The Temporary Budget
Over at Wonkblog, Sarah Kliff points out that the Affordable Care Act (ACA) may contain a new "doc fix" -- only this time in Medicaid. The current "doc fix" in Medicare cancels out huge scheduled physician payment cuts as required under law by the Sustainable Growth Rate (SGR) formula. Since it is very expensive to override the SGR permanently (about $300 billion over ten years), Congress usually just enacts temporary extensions. Kliff notes that the ACA requires Medicaid to pay primary care physicians the same as Medicare (or adjusted 2009 levels, whichever is greater), but only provides funding ($11 billion) to do so in 2013 and 2014. After 2014, however, Medicaid providers could face a cliff in Medicaid reimbursement rates, similar to Medicare's SGR.
Luckily, the House-passed version of the health care law had a permanent version of this provision, which allows us to estimate the effect of making this provision permanent. Working off those numbers, a permanent Medicaid "doc fix" could cost about $45 billion through 2022.
The doc fixes (both the SGR fix and the potential Medicaid one) are just a microcosm of a larger problem with the federal government right now: the plethora of temporary policies. Just within health care, there are more than a dozen health-care extenders in addition to the doc fix that are frequently renewed. Even though their costs are relatively small, they have never been made permanent.
Similarly, the other day we discussed the student loan showdown that is currently taking place, which includes a temporary reduction in subsidized Stafford loan interest rates that was enacted in 2007. The solution proposed by both parties/houses is a one-year extension. If it is their intent, a permanent extension could cost about $75 billion over ten years according to our own estimates, because none currently exist from CBO.
Of course, these policies pale in comparison to the trillions of dollars of temporary tax policies we have. The accumulation of temporary tax cuts over the past ten years -- along with the need to enact patches to the Alternative Minimum Tax -- has resulted in a $4.6 trillion ten-year price tag for extending the 2001/2003 tax cuts along with the AMT patches.

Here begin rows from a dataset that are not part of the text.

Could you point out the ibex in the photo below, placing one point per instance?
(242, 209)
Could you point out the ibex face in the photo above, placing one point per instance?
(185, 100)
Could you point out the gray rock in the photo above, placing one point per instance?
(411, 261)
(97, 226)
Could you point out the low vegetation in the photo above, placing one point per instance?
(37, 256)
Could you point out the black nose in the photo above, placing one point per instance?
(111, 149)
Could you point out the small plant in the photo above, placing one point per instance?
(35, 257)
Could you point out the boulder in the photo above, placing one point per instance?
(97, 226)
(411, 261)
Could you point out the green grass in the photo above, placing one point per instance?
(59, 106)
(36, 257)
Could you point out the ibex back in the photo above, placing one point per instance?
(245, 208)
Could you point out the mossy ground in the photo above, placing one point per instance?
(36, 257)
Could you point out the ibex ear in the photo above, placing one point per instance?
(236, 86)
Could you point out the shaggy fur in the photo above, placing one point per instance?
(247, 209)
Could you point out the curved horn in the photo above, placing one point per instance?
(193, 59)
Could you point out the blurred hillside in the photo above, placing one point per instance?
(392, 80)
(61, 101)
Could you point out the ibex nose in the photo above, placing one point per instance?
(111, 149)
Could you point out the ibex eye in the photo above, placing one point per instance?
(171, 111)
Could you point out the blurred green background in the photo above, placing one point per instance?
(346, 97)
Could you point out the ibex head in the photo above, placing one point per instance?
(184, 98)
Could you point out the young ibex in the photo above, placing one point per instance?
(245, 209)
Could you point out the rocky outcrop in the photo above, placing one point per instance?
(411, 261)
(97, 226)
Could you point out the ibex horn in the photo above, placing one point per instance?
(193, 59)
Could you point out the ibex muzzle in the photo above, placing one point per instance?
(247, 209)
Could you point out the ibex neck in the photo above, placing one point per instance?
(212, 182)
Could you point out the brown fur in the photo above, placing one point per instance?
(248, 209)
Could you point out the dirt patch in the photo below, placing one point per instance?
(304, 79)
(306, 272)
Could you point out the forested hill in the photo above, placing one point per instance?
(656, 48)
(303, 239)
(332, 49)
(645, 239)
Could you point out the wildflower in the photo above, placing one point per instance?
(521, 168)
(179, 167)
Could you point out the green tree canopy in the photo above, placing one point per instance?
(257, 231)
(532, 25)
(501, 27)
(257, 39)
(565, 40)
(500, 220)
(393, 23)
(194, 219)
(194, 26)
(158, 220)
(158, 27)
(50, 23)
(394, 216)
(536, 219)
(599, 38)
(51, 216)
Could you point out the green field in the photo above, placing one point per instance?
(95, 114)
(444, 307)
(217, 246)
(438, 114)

In addition, there are about $400 billion worth of tax extenders (headlined by the R&E credit) that have already expired that Congress has frequently extended en masse.
|Cost of Extending Temporary Policies
|Permanent (Ten-Year) Extension
Source: CBO and CRFB estimates
*Assumes retroactive extension for 2012 and extension through 2013
^Includes interaction with AMT patch
While regular review of federal programs and tax provisions is theoretically a good thing, so much of the government now is temporary that Congress does not have the time to actually thoroughly complete those reviews. Temporary provisions are poor policies for a number of reasons if they are intended to be permanent, because they create unnecessary uncertainty and distractions. Furthermore, the sheer number of temporary policies makes the budget much less transparent, since it is difficult to keep track of these provisions in making accurate budget projections. Agencies like CBO do an admirable job of trying to incorporate the biggest of these policies into alternate baselines, but it is nearly impossible to track every temporary provision and calculate its effect on different parts of the budget.
We see the accumulation of so many temporary policies in the fiscal cliff, where trillions of dollars are at stake at the end of this year alone. The cliff plus other temporary policies show the growing difficulty that Congress is creating for itself. If it must spend so much time on expiring provisions, it cannot concentrate nearly as much on the rest of government. Also, one misstep could have huge consequences for the economy.
Simply put, the increasingly temporary nature of government is disconcerting. If a policy is a priority that is not intended to expire, lawmakers should be able to find a way to pay for its permanent existence.